Wednesday, September 18, 2013

–Atilla, the Dunce–

"We had reports that you were riding around cursing people and yelling that you hate people.  Why do you hate people?"

"I wasn't doing that.  I don't hate anybody.  The other night, I took off my sweatshirt and lay it over a homeless man in a doorway over there because he looked cold."

"What were you doing?"

"I was riding around crowing like a rooster and honking my bike horn.  I don't honk at working folk, cabbies or black and whites," I say in response indicating with my hand the three cruisers in the street with lights flashing, cruisers in Portland, Maine being black and white.

"Why are you doing that?"

"It's going to be a kind of a funny story, if you want to hear it."

"OK," the officer interrogating me says.

"Well, I was walking around VD Port the other day, reading the Casco Bay Jerkly minding my own business when all of a sudden one of those high school kids ... and you know how they hang out down there ...?"

The officer nods that he knows.

"... well, one of them up and says 'have fun going home with your dog tonight' to which I tooted my bike horn twice like a clown does."

"Oh!  This is good," the one officer says to the other two officers and then turns to me and asks for my identification.
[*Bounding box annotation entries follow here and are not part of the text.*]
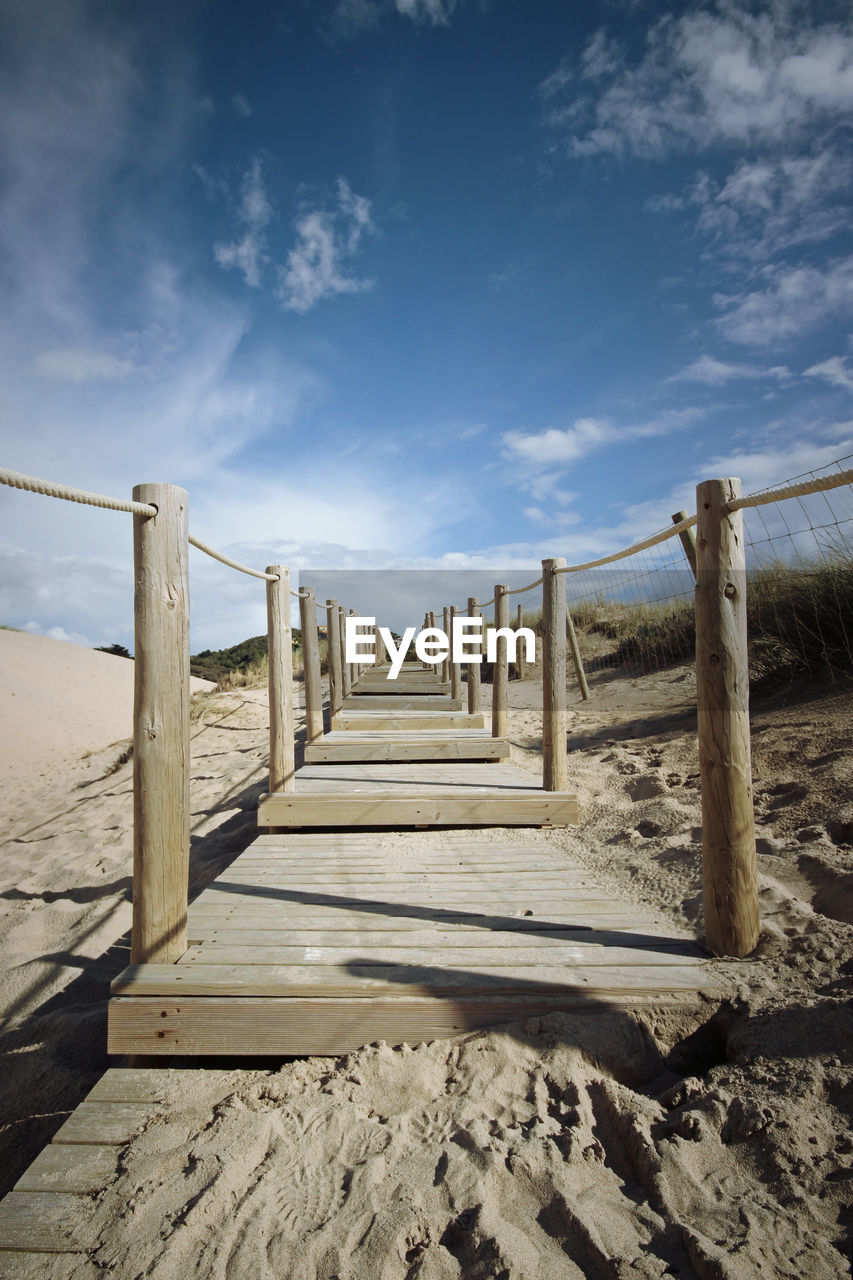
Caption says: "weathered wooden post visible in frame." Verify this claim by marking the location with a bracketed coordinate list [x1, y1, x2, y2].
[325, 600, 343, 721]
[672, 511, 695, 579]
[334, 604, 352, 698]
[266, 564, 296, 792]
[442, 604, 451, 684]
[343, 609, 360, 687]
[564, 601, 589, 701]
[467, 595, 483, 716]
[515, 604, 526, 680]
[131, 484, 190, 964]
[542, 558, 569, 791]
[695, 477, 761, 956]
[447, 604, 462, 698]
[492, 584, 510, 737]
[300, 586, 323, 742]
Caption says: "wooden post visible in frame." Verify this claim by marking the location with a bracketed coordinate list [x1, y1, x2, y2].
[568, 601, 589, 701]
[325, 600, 343, 718]
[492, 584, 510, 737]
[266, 564, 296, 792]
[515, 604, 526, 680]
[695, 479, 761, 956]
[334, 604, 352, 698]
[672, 511, 695, 580]
[542, 558, 569, 791]
[467, 595, 483, 714]
[343, 609, 360, 687]
[300, 586, 323, 742]
[442, 604, 451, 684]
[448, 604, 462, 698]
[131, 484, 190, 964]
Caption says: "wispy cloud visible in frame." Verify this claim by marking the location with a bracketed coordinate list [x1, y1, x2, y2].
[540, 4, 853, 157]
[33, 347, 133, 383]
[647, 147, 853, 260]
[804, 356, 853, 392]
[713, 257, 853, 347]
[502, 407, 704, 470]
[665, 356, 792, 387]
[330, 0, 459, 36]
[214, 157, 273, 289]
[278, 178, 374, 312]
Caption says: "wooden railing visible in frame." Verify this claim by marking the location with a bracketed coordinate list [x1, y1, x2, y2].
[0, 460, 853, 964]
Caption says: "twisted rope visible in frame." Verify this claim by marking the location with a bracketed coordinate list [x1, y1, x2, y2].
[726, 470, 853, 511]
[190, 534, 277, 583]
[555, 516, 695, 573]
[0, 467, 158, 518]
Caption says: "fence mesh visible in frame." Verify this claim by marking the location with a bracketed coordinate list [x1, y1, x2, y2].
[565, 457, 853, 680]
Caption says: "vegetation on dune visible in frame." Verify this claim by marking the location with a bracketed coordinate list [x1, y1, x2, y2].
[563, 553, 853, 682]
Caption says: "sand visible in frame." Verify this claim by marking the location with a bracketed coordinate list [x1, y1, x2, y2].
[0, 637, 853, 1280]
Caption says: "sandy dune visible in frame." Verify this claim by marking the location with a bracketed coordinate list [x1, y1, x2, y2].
[0, 637, 853, 1280]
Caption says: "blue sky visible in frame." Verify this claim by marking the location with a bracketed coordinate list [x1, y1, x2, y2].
[0, 0, 853, 649]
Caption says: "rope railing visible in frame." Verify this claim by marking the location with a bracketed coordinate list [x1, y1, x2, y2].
[0, 467, 158, 518]
[190, 534, 277, 583]
[0, 458, 853, 964]
[555, 516, 697, 573]
[726, 468, 853, 511]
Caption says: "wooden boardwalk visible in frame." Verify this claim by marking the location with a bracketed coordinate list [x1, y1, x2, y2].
[0, 665, 720, 1274]
[109, 831, 710, 1055]
[109, 676, 707, 1055]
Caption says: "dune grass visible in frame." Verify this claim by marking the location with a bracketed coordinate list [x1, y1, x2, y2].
[571, 552, 853, 682]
I twist my palms towards the officers to indicate no weapons before I reach into my pocket for my wallet and hand the one officer my ID.

After calling in the license number and discovering no record of arrests, the officer hands back my ID and while I put it into my wallet, the officer interrogating asks:

"So, why do you think you're a clown?"

"I don't think I am a clown," I respond.  "I use to have a clown stuffed animal when I was a kid, but just that well kids are calling me a chicken."

"Why are they calling you a chicken?"

"Because the landlord got chickens for the backyard where I live."

"OK.  Well, what are you going to do now?"

"I have to go to work soon.  I am going home and then to work."

"OK.  Go straight home and then go to work!"

With that directive, the three, burly officers step to their cruisers with lights flashing and blocking traffic and I leave from leaning against my bike under Longfellow's statue gaze, ride home and go to work.